The Tory-led council couldn't wait to scrap Arts in the Park and the Mela. Phil Riley blogs on why they're missed - and why Labour would bring them back.
It's festival time of the year - big ones like Glastonbury and Womad and, increasingly, small ones springing up all over the country. A glance at the press suggests that there's hardly a town or village that doesn't see the merits of putting on a weekend of events that will draw the local community together and introduce people to new musical experiences at the same time.
That is hardly a town, apart from Blackburn.
One of the few decisive actions taken by the Tory-led coalition since its arrival on the scene was the scrapping of Arts in the Park and the Mela - two events which were becoming increasingly popular across the town and helping to break down social barriers (something Blackburn desperately needs.) The coalition of small-minded Tories and cynical Liberals and the For Darwen Party convinced themselves that getting rid of these events in Blackburn was a good money-saving idea.
“They didn't get rid of Darwen Music Live and we have the galling experience of listening to Cllr Tony Melia speaking enthusiastically about the social benefits of this event - the same councillor who helped to scrap the events in Blackburn.”

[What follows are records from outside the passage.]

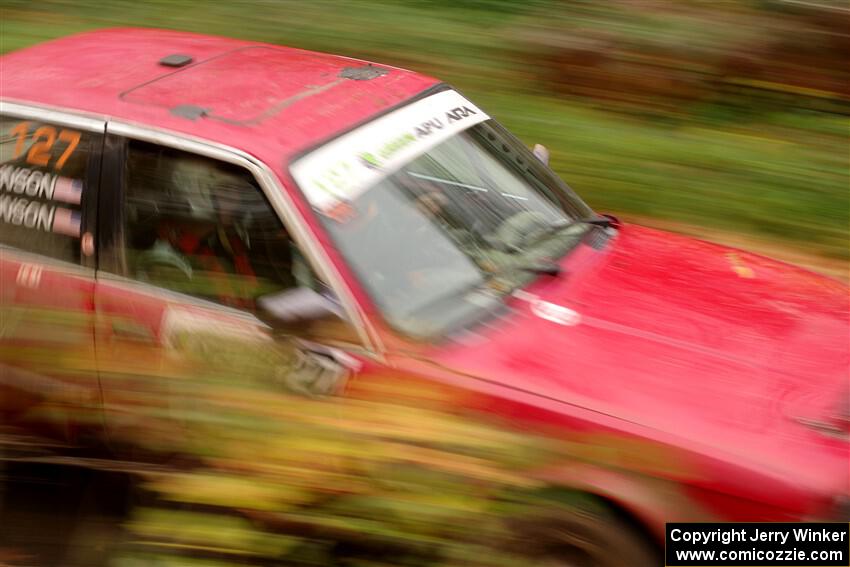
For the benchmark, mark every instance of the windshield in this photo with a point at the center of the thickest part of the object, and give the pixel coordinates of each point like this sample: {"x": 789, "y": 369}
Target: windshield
{"x": 439, "y": 236}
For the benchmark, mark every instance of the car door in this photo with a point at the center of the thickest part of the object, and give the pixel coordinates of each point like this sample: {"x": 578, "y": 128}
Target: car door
{"x": 188, "y": 246}
{"x": 49, "y": 174}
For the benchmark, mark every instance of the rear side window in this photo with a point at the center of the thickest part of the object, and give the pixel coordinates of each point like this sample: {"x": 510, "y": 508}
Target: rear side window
{"x": 45, "y": 173}
{"x": 204, "y": 228}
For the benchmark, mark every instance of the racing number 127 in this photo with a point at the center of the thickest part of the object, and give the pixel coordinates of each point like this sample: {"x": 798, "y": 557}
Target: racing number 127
{"x": 43, "y": 139}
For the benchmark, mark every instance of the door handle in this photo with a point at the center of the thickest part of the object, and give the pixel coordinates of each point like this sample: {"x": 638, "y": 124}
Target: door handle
{"x": 130, "y": 330}
{"x": 316, "y": 370}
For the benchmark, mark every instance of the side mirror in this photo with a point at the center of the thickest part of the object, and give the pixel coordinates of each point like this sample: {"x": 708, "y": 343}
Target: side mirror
{"x": 307, "y": 314}
{"x": 541, "y": 152}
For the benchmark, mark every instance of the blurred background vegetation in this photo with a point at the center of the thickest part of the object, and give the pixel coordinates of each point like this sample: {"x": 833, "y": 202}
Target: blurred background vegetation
{"x": 723, "y": 119}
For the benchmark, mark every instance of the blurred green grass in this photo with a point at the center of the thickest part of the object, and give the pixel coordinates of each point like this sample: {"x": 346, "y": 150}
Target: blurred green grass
{"x": 778, "y": 172}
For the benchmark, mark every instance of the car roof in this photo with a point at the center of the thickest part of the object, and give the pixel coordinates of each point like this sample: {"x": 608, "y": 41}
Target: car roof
{"x": 271, "y": 101}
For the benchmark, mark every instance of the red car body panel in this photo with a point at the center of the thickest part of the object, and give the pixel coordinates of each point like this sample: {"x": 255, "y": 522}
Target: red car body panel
{"x": 705, "y": 357}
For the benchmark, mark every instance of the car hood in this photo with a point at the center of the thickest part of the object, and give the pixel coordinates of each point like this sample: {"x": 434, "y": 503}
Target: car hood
{"x": 715, "y": 344}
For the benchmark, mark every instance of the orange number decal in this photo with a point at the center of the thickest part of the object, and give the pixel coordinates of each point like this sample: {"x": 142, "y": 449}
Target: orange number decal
{"x": 39, "y": 153}
{"x": 73, "y": 138}
{"x": 20, "y": 130}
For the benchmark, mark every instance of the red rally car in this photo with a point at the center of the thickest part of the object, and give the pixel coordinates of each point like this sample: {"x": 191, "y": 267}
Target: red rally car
{"x": 153, "y": 183}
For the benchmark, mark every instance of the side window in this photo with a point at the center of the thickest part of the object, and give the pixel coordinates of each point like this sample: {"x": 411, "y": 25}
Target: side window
{"x": 45, "y": 173}
{"x": 203, "y": 227}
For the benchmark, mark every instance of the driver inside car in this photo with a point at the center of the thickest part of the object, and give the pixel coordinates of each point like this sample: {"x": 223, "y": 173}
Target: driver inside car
{"x": 202, "y": 241}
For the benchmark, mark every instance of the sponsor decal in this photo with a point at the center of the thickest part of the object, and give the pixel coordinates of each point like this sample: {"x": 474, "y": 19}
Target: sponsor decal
{"x": 20, "y": 187}
{"x": 66, "y": 221}
{"x": 337, "y": 173}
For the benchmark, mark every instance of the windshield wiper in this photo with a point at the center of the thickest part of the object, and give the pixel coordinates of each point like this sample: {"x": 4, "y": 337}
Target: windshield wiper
{"x": 543, "y": 268}
{"x": 604, "y": 222}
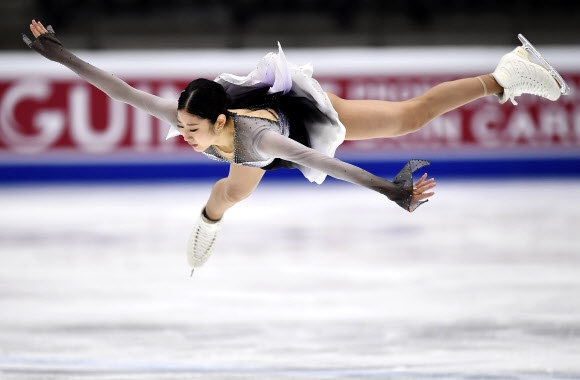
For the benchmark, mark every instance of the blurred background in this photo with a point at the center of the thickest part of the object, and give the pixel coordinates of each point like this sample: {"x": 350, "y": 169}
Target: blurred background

Curiously, they didn't get rid of them in Darwen which still has its free-music festival and a couple of weeks ago we had the slightly galling experience of listening to Councillor Tony Melia speaking enthusiastically about the social benefits of "Darwen Live" - yes, that's the same Councillor Tony Melia who played a leading role in scrapping these similar events in Blackburn.
Cynical behaviour by the likes of Councillor Melia who has wrapped himself in the flag of For Darwen to gain the political power that he couldn't get in the mainstream parties is predictable whilst the Tories, on the other hand, are simply following their basic political instincts - in the 1980s, they were known as the party that knew the price of everything and the value of nothing - and not much has changed. They don't like the notion of free public events and replacing Arts in the Park and the Mela by some half-baked but significantly cheaper non-events was a natural step.
The fact that thousands of people have been deprived of the opportunity to socialise with their townsfolk, widen their musical experiences, get to frequent the town's lovely parks and generally have a good time won't have come into the equation. This, of course, is what a national Tory government would look like - with cuts in public services at the forefront of an attempt to roll back the state and emphasise private and chargeable activities at the expense of public and free ones.
Sooner or later, the Labour Party will regain control of Blackburn with Darwen Borough Council and, hopefully, there will still be the opportunity of reinstating free musical events that help to develop that much talked about concept of social cohesion.